Newly generated NeuN⁺ and Tbr1⁺ cortical neurons are increased at P48 in hypoxic wild-type but not in Fgfr1 cKO mice. A–Q, Apotome 1 μm single slices of BrdU staining in the P48 cerebral cortex double-immunostained with NeuN (A–H) or Tbr1 (I–Q). BrdU was injected at P17 and analysis performed at P48. The image analyses on the z-axis are shown in the side panels. NeuN (A, E), Tbr1 (I, M), BrdU (B, F, J, O), DAPI (C, G, K, P), and merged images (D, H, L, Q). BrdU colocalization is observed in neurons born at P17 in normoxic (A–D, I–L) and hypoxic cortex (E–H, M–Q). R, S, Total number of NeuN/Brdu (R) and Tbr1/Brdu (S) double-labeled neurons in the cerebral cortex by stereological analyses in wild-type (blue bars) and Fgfr1 cKO (red bars). Scale bar, 10 μm. Values are expressed in 10⁶ units. N = 3 for each group. *p < 0.05 by ANOVA with Sheffe post hoc test.

Figure 5.

Increase in proliferation in the SVZ during recovery requires Fgfr1. A–D, BrdU immunostaining in the SVZ at P17 of wild-type (A, B) or Fgfr1 cKO mice (C, D) under normoxia (A, C) or after hypoxia (B, D). Insets show high magnifications.
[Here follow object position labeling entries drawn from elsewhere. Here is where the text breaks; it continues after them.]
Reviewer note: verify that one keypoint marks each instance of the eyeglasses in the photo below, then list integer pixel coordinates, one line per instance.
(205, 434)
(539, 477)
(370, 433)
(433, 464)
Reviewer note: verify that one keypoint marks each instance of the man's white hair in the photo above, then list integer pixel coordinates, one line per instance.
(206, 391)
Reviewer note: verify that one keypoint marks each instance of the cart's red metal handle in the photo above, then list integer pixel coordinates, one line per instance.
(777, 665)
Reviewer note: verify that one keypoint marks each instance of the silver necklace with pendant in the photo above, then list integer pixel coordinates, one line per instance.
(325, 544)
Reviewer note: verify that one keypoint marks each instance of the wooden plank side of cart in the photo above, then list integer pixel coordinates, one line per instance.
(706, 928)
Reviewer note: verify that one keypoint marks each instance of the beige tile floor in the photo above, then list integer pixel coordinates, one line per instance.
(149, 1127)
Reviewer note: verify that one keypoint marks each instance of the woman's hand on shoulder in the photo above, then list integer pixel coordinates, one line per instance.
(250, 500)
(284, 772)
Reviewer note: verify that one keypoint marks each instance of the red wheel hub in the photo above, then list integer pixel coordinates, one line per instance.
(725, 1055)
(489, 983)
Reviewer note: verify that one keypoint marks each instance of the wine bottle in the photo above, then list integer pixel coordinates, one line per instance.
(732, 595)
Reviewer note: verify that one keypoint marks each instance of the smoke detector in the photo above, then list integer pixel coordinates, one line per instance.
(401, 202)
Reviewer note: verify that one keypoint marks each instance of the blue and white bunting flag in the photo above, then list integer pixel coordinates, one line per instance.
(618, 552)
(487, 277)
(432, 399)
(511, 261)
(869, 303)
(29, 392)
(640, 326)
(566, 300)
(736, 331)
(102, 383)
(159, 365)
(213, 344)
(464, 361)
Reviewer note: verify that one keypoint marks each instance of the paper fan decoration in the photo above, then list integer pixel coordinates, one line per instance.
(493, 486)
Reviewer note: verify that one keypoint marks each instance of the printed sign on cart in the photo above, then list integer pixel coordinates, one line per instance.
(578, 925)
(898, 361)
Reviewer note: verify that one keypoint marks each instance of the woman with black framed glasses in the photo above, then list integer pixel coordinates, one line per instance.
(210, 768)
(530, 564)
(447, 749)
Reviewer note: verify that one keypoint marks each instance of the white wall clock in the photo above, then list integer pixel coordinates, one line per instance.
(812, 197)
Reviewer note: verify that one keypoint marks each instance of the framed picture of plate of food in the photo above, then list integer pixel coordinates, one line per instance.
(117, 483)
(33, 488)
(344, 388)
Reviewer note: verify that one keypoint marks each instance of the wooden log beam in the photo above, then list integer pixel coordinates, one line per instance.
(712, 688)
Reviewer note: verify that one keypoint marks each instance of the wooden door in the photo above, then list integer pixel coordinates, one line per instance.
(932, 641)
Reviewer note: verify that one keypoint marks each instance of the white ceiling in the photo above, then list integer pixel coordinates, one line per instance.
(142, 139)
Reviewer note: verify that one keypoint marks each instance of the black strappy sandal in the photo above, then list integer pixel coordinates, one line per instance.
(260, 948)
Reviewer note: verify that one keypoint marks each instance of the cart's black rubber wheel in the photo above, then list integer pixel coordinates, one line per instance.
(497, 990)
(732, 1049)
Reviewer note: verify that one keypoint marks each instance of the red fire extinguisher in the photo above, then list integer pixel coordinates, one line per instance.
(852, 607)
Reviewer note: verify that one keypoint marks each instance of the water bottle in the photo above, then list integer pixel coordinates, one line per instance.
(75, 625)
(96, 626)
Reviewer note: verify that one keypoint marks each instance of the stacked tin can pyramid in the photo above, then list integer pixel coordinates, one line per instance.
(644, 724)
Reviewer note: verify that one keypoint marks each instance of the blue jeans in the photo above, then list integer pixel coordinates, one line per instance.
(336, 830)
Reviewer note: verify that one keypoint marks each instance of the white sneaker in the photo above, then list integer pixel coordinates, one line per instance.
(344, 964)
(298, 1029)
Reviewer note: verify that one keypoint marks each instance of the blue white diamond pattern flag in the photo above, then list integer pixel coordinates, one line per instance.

E–H, Caspase-3 immunostaining in the SVZ at P10 of wild-type (E, F) or Fgfr1 cKO (G, H) mice under normoxia (E, G) or after hypoxia (F, H). I, J, Total number of BrdU+ cells (I) at P10 and P17 and caspase-3⁺ cells (J) at P10 in the SVZ by stereological analyses in wild-type (blue bars) and Fgfr1 cKO (red bars). Scale bar, 100 μm. N = 3 for each group. *p < 0.05 and **p < 0.01 by ANOVA with Sheffe post hoc test.